Menurutnya, keselamatan personel peacekeeper merupakan bagian mendasar dari mandat PBB dalam menjaga stabilitas global.
“Hal yang kami juga sampaikan adalah pentingnya penghormatan terhadap ataupun pelindungan terhadap pasukan penjaga perdamaian,” kata Sugiono.
Ia turut menyinggung pengalaman pahit yang dialami Indonesia setelah empat personel penjaga perdamaian yang tergabung dalam misi United Nations Interim Force in Lebanon (UNIFIL) gugur saat menjalankan tugas.
Peristiwa tersebut, kata Sugiono, menjadi pengingat bahwa perlindungan terhadap peacekeeper tidak boleh dipandang sebelah mata.
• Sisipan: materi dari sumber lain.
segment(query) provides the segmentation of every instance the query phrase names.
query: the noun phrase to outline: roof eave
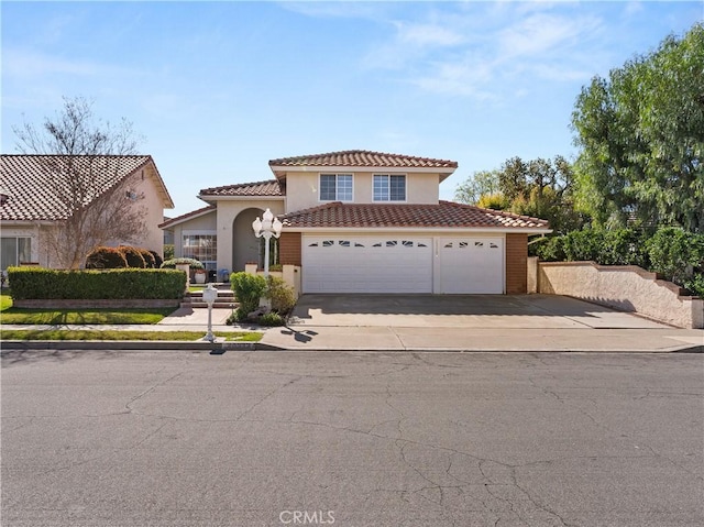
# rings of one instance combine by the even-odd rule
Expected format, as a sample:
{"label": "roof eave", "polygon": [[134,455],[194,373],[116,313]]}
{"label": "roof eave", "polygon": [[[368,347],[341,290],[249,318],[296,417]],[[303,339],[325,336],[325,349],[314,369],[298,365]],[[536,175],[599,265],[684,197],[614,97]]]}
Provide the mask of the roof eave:
{"label": "roof eave", "polygon": [[454,167],[439,166],[345,166],[345,165],[272,165],[270,166],[277,179],[286,178],[289,172],[376,172],[376,173],[399,173],[399,174],[439,174],[440,180],[447,179],[454,174]]}
{"label": "roof eave", "polygon": [[199,194],[199,199],[202,199],[206,202],[211,201],[272,201],[272,200],[280,200],[283,201],[286,196],[212,196],[209,194]]}
{"label": "roof eave", "polygon": [[490,233],[507,233],[507,234],[549,234],[552,232],[550,228],[542,227],[293,227],[284,223],[283,232],[429,232],[429,233],[447,233],[449,235],[458,232],[490,232]]}

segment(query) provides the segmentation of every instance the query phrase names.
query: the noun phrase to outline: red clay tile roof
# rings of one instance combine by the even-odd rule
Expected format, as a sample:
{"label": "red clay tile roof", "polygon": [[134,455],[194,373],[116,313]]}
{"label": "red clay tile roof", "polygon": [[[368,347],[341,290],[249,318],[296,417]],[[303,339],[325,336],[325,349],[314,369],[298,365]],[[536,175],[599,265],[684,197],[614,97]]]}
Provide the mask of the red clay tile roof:
{"label": "red clay tile roof", "polygon": [[224,187],[204,188],[200,196],[284,196],[282,185],[276,179],[257,183],[240,183]]}
{"label": "red clay tile roof", "polygon": [[549,229],[548,221],[471,205],[341,204],[334,201],[279,217],[290,228]]}
{"label": "red clay tile roof", "polygon": [[189,218],[195,218],[197,216],[201,216],[201,215],[205,215],[206,212],[210,212],[217,209],[218,209],[217,205],[208,205],[207,207],[202,207],[197,210],[191,210],[190,212],[186,212],[185,215],[177,216],[176,218],[168,218],[163,223],[161,223],[158,228],[166,229],[174,223],[180,223],[182,221],[187,220]]}
{"label": "red clay tile roof", "polygon": [[[68,156],[3,154],[0,157],[0,187],[9,196],[0,209],[0,219],[4,221],[56,221],[66,219],[67,211],[62,210],[53,194],[56,177]],[[84,167],[92,162],[96,187],[110,188],[152,162],[148,155],[75,156],[73,161]],[[153,162],[152,162],[153,163]],[[51,182],[51,183],[50,183]],[[163,182],[162,182],[163,183]],[[165,199],[170,201],[164,187]],[[101,191],[86,197],[86,205],[96,199]]]}
{"label": "red clay tile roof", "polygon": [[385,154],[366,150],[348,150],[330,152],[328,154],[300,155],[298,157],[282,157],[268,162],[274,166],[369,166],[394,168],[457,168],[455,161],[433,160],[430,157],[414,157],[410,155]]}

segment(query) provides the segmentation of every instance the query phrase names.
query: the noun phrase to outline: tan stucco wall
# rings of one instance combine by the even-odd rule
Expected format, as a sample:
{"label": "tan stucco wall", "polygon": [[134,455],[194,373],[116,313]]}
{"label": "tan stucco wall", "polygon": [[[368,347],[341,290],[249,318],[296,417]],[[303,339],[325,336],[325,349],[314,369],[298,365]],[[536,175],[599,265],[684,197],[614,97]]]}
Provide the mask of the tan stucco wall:
{"label": "tan stucco wall", "polygon": [[[343,172],[339,172],[342,174]],[[320,201],[320,174],[321,172],[294,172],[286,176],[286,212],[294,212],[310,207],[318,207],[327,201]],[[437,204],[439,196],[439,176],[437,174],[397,173],[380,169],[375,173],[351,173],[353,202],[374,202],[373,176],[374,174],[405,174],[406,175],[406,202],[408,204]]]}
{"label": "tan stucco wall", "polygon": [[[141,176],[141,175],[140,175]],[[141,178],[141,177],[140,177]],[[164,254],[164,232],[158,228],[164,221],[164,197],[157,190],[156,175],[152,171],[144,169],[144,179],[136,183],[138,191],[144,195],[144,199],[138,204],[144,208],[146,234],[133,242],[135,246],[145,248]]]}
{"label": "tan stucco wall", "polygon": [[[217,230],[217,213],[215,210],[197,218],[185,220],[174,226],[170,231],[174,233],[174,255],[184,255],[184,231],[212,231]],[[218,240],[219,242],[219,240]]]}
{"label": "tan stucco wall", "polygon": [[[262,211],[268,208],[275,216],[278,216],[284,213],[284,201],[280,199],[218,201],[218,220],[216,224],[218,233],[218,268],[233,271],[232,227],[240,212],[252,208],[258,208]],[[254,238],[254,232],[251,235]]]}
{"label": "tan stucco wall", "polygon": [[36,224],[26,227],[6,227],[1,229],[2,238],[30,238],[31,262],[38,262],[43,267],[47,266],[46,251],[42,252],[40,229]]}
{"label": "tan stucco wall", "polygon": [[704,328],[704,300],[681,297],[674,284],[632,265],[541,262],[537,282],[538,293],[573,296],[680,328]]}

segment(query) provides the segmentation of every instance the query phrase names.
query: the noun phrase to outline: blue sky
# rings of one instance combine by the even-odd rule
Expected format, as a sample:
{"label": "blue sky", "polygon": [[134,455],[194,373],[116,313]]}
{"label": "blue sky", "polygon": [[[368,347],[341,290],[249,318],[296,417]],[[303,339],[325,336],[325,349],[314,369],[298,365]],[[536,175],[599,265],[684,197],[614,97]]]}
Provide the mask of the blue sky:
{"label": "blue sky", "polygon": [[62,97],[145,138],[178,216],[268,160],[373,150],[457,161],[573,157],[574,100],[704,20],[688,2],[8,2],[2,152]]}

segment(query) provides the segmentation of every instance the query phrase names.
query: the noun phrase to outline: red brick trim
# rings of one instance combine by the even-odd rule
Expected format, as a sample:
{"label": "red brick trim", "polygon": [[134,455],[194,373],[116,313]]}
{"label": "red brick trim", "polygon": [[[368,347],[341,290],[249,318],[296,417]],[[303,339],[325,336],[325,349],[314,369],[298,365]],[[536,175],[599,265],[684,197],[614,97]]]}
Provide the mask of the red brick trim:
{"label": "red brick trim", "polygon": [[528,293],[528,234],[506,234],[506,294]]}
{"label": "red brick trim", "polygon": [[282,265],[298,265],[301,263],[300,232],[282,232],[278,239],[278,261]]}

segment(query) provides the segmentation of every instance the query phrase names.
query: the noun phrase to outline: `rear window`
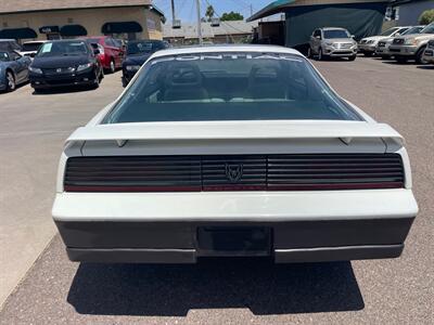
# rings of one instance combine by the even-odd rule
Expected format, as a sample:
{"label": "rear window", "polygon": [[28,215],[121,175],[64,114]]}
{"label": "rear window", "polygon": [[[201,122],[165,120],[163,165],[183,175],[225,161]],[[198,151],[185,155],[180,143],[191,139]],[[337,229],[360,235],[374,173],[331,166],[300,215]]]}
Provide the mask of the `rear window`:
{"label": "rear window", "polygon": [[86,53],[88,53],[88,47],[84,41],[59,41],[48,42],[41,46],[38,56],[84,55]]}
{"label": "rear window", "polygon": [[104,123],[359,120],[302,56],[206,53],[149,62]]}
{"label": "rear window", "polygon": [[349,34],[344,29],[327,29],[324,30],[324,38],[349,38]]}
{"label": "rear window", "polygon": [[23,51],[38,51],[42,43],[24,43]]}

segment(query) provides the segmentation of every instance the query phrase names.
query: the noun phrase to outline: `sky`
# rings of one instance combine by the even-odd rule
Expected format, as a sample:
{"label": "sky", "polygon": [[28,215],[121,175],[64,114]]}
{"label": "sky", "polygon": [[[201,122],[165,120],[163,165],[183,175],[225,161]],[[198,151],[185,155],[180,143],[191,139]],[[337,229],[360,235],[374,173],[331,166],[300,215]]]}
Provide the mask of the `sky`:
{"label": "sky", "polygon": [[[210,3],[216,11],[217,15],[224,12],[239,12],[244,18],[251,15],[251,5],[253,12],[257,12],[273,0],[200,0],[202,16],[205,15],[206,6]],[[159,8],[166,15],[167,21],[171,21],[171,6],[170,0],[153,0],[154,4]],[[175,9],[177,18],[182,22],[196,21],[196,0],[175,0]]]}

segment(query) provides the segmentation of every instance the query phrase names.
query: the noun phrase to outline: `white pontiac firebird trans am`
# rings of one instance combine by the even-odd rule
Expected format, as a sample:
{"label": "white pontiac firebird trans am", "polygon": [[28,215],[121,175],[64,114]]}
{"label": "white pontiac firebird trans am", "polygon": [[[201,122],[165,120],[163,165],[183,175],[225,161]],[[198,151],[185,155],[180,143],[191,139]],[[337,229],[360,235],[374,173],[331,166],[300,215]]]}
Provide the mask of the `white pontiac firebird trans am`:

“Oleh karena itu kita menekankan kembali pentingnya perlindungan terhadap pasukan penjaga perdamaian. Bukan sesuatu yang tadi saya sampaikan opsional tapi merupakan sebuah kewajiban karena ini merupakan juga inti ataupun core daripada apa yang harus dilakukan oleh BBB khususnya Dewan Keamanan,” ujarnya.
Selain menyoroti isu perlindungan peacekeeper, Sugiono kembali mendorong reformasi Dewan Keamanan PBB agar lebih representatif, demokratis, dan transparan.
Indonesia menilai struktur DK PBB saat ini perlu diperbarui agar mampu mencerminkan kepentingan serta suara negara-negara berkembang.
“Kita mendorong suatu reformasi Dewan Keamanan yang lebih representatif, lebih demokratis, lebih transparan dan juga mampu mencerminkan atau mewakili suara-suara di negara-negara berkembang sehingga cita-cita dan tujuan di bentuknya PBB itu bisa dicapai dan bisa dilaksanakan,” tutup Sugiono.